Nigeria was heavily dependent on agriculture, with the sector accounting for more than 40 percent of pre-1973 GDP. But in the decade up to 1983, agricultural output in Nigeria declined 1.9 percent and exports fell 7.9 percent. Agricultural imports as a share of total imports rose from 3 percent in the late 1960s to 7 percent in the early 1980s. Nigeria’s unfavorable agricultural development resulted from the loss of competitiveness among farm exports as the real value of the Nigerian naira appreciated substantially from 1970 to 1972 and from 1982 to 1983.
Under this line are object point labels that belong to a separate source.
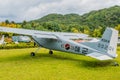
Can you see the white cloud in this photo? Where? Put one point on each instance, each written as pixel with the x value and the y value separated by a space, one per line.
pixel 19 10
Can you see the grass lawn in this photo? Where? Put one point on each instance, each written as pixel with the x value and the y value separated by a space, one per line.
pixel 17 64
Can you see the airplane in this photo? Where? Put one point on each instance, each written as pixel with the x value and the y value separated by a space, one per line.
pixel 2 40
pixel 103 49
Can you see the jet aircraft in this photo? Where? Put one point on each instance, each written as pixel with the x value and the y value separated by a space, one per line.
pixel 103 49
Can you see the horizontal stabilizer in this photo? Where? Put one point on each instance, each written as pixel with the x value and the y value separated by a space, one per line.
pixel 99 56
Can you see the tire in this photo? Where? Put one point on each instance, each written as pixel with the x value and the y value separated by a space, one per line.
pixel 50 52
pixel 32 54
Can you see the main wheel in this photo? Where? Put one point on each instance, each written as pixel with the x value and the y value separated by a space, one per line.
pixel 32 54
pixel 50 52
pixel 116 64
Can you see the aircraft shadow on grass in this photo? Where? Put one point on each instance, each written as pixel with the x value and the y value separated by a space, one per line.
pixel 80 62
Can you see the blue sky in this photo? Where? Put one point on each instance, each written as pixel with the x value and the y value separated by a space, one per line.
pixel 19 10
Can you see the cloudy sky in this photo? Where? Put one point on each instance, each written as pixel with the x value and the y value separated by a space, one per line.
pixel 19 10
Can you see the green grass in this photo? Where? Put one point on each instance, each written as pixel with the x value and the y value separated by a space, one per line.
pixel 17 64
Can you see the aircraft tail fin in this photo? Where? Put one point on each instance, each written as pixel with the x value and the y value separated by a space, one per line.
pixel 106 46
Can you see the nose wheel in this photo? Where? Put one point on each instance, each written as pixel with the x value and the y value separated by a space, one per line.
pixel 51 52
pixel 32 53
pixel 116 64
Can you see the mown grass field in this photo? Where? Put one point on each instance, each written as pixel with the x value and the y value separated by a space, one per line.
pixel 17 64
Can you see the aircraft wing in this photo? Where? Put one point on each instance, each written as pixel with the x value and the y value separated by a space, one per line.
pixel 99 56
pixel 42 34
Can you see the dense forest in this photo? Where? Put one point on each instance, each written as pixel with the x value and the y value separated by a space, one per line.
pixel 92 23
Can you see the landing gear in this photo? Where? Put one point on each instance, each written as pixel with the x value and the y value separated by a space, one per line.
pixel 33 53
pixel 115 64
pixel 51 52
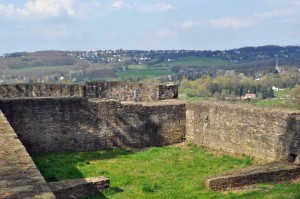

Thanks in large part to the overthrow of Nigeria’s second civilian administration, the Second Republic headed by President Shehu Shagari, at the end of 1983 and of the military government of General Muhammadu Buhari in 1985, the Fifth National Development Plan was postponed until 1988-92. Continuing the emphases of the SAP, the fifth plan’s objectives were to devalue the naira, remove import licenses, reduce tariffs, open the economy to foreign trade, promote no-oil exports through incentives, and achieve national self-sufficiency in food production. The drafters of the fifth plan sought to improve labor productivity through incentives, privatization of many public enterprises, and various government measures to create employment opportunities.
In late 1989, the administration of General Ibrahim Babangida abandoned the concept of a fixed five-year plan. Instead, a three-year “rolling plan” was introduced for 1990-92 in the context of more comprehensive fifteen- to twenty-year plans. A rolling plan, considered more suitable for an economy facing uncertainty and rapid change, is revised at the end of each year, at which point estimates, targets, and projects are added for an additional year. Thus, planners would revise the 1990-92 three-year rolling plan at the end of 1990, issuing a new plan for 1991-93. In effect, a plan is renewed at the end of each year, but the number of years remains the same as the plan rolls forward. In Nigeria, the objectives of the rolling plan were to reduce inflation and exchange rate instability, maintain infrastructure, achieve agricultural self-sufficiency, and reduce the burden of structural adjustment on the most vulnerable social groups.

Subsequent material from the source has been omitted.